僕らを部屋の暖炉の炎が照らす。部屋の灯り兼暖を取る役割で焚かれている。昼間はそこそこ暖かかったが、日が落ちると肌寒い。日本の気温で例えると、10月下旬ぐらいだろうか。尤も、この世界に日本のように四季があるかは分からないけれど。
「そういえば、何処かで多言語を勉強するときには日記が効果的って聞いたことがあります。レグルスさんも書いてみてはどうですか?僕も手伝いますよ。」
ふとルディ君が顔を上げて言った。確かに僕も似たようなことを聞いたことがある。文字の読み書きができない僕にとってはいい練習になるだろう。
「ありがとう。それじゃあ、頼んでいいかな?」
「はい!」
ε月Δ日
昨日ルディ君に言われた通り人間語で日記を書くことにする。まだ人間語が拙いので人に見せられたものではないが......誰にも見せないだろうし、まあいいか。
今日も権能の特訓をした。備えあれば患いなしということで、何か起きても対応できるように...という理由もあるが何より、鍛えれば鍛えるほど自分が強くなることにワクワクしたためだ。
僕自身、筋トレをやっていたことがあるがワクワク感はアレの比ではない。回数をこなすことにより確実に秒数が長くなるので、目に見えて強くなっているという実感を得ることが出来た。

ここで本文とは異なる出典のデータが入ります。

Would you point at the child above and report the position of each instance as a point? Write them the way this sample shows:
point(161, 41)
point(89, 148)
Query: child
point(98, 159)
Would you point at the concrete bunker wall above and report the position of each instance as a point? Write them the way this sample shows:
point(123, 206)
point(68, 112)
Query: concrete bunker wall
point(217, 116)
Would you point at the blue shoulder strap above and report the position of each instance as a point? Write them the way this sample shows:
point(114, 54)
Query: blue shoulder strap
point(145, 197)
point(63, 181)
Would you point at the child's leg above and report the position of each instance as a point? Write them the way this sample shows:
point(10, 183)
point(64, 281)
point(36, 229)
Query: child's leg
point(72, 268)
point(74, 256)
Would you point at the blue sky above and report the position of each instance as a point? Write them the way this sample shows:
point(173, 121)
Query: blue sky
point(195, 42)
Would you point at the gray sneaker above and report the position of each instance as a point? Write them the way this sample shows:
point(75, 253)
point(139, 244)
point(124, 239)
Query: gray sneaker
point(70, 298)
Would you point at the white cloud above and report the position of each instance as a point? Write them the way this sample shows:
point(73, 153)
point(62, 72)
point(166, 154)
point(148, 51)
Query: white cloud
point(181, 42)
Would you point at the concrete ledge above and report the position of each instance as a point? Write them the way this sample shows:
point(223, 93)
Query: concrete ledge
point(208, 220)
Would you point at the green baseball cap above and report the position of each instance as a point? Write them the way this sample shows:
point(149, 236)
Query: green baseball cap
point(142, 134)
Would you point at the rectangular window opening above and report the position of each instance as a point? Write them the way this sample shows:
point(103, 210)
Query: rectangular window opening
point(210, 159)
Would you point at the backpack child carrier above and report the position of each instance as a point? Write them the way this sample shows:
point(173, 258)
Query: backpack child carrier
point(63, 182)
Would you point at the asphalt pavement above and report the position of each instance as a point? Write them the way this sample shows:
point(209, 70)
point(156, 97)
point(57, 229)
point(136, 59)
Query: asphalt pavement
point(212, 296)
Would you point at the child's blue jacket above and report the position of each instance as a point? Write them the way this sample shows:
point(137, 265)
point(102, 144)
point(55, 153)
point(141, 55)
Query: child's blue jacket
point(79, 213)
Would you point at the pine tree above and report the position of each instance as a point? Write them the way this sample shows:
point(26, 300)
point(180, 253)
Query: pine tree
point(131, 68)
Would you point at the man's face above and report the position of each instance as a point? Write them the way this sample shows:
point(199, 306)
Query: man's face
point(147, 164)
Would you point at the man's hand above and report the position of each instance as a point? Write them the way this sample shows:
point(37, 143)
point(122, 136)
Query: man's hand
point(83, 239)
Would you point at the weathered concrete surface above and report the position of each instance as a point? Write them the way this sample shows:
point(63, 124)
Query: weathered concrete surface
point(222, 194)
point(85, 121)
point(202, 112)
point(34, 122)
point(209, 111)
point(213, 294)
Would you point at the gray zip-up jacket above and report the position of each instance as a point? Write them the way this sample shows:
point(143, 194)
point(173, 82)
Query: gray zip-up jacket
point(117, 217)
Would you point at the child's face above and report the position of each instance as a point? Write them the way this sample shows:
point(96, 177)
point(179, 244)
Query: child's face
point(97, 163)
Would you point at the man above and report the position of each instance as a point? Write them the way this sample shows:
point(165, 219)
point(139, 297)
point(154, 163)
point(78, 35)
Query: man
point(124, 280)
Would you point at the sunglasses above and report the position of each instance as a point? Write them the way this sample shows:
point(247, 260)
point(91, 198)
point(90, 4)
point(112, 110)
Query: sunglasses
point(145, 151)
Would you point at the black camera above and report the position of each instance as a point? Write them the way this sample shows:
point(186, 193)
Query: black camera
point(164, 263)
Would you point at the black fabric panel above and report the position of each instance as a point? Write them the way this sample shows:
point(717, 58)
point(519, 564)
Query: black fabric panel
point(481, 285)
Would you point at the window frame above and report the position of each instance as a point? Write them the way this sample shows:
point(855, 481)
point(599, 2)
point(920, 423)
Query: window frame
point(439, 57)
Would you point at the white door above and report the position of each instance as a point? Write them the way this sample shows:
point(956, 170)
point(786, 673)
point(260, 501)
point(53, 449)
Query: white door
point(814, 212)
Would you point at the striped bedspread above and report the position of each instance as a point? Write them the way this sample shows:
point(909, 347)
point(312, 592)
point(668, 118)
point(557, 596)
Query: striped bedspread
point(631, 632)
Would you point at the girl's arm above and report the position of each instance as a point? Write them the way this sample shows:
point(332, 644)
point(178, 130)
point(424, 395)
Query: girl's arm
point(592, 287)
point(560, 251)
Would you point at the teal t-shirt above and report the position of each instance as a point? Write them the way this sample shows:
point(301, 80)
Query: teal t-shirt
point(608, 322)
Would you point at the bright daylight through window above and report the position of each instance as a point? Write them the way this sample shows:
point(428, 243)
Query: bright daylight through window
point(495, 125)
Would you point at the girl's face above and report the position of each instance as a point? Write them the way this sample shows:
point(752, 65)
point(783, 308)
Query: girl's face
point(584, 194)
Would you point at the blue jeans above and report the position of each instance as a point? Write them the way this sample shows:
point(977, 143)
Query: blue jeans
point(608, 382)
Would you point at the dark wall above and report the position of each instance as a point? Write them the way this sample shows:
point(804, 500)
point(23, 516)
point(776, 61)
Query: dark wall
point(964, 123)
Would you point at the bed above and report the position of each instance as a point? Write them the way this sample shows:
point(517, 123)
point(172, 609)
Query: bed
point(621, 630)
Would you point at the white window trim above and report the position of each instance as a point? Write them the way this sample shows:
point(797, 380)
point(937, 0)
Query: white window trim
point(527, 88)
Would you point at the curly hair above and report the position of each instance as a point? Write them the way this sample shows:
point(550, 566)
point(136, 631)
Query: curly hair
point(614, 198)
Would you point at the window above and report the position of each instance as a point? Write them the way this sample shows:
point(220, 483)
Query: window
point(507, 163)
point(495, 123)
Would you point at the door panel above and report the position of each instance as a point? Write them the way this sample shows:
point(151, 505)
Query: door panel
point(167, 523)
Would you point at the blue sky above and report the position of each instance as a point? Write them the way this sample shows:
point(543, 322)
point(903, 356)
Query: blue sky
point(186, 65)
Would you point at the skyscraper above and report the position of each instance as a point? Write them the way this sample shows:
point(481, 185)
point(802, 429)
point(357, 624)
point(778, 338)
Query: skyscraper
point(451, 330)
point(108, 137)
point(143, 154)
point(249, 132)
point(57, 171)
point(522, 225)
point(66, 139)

ちなみに、回復魔法はルディ君とロキシーさんで交代でかけてもらっていた。しかし、途中でロキシーさんの魔力が尽きてしまって、それからはルディ君一人で回復をしてくれた。自身の生徒に魔力量で負けたロキシーさんの落ち込む顔と、先生に勝ったルディ君のドヤ顔が印象に残っている。
そして今日の特訓の成果。昨日は権能最大時間7秒だったが、今日は12秒まで伸びた。一日権能を使用し続けて+5秒。結構いいんじゃないだろうか。
あと、権能について気づいたことがある。それは、権能を使用した時間によって指数関数的に解除した時の疲労感が増えるということだ。比例ではなく指数関数的にだ。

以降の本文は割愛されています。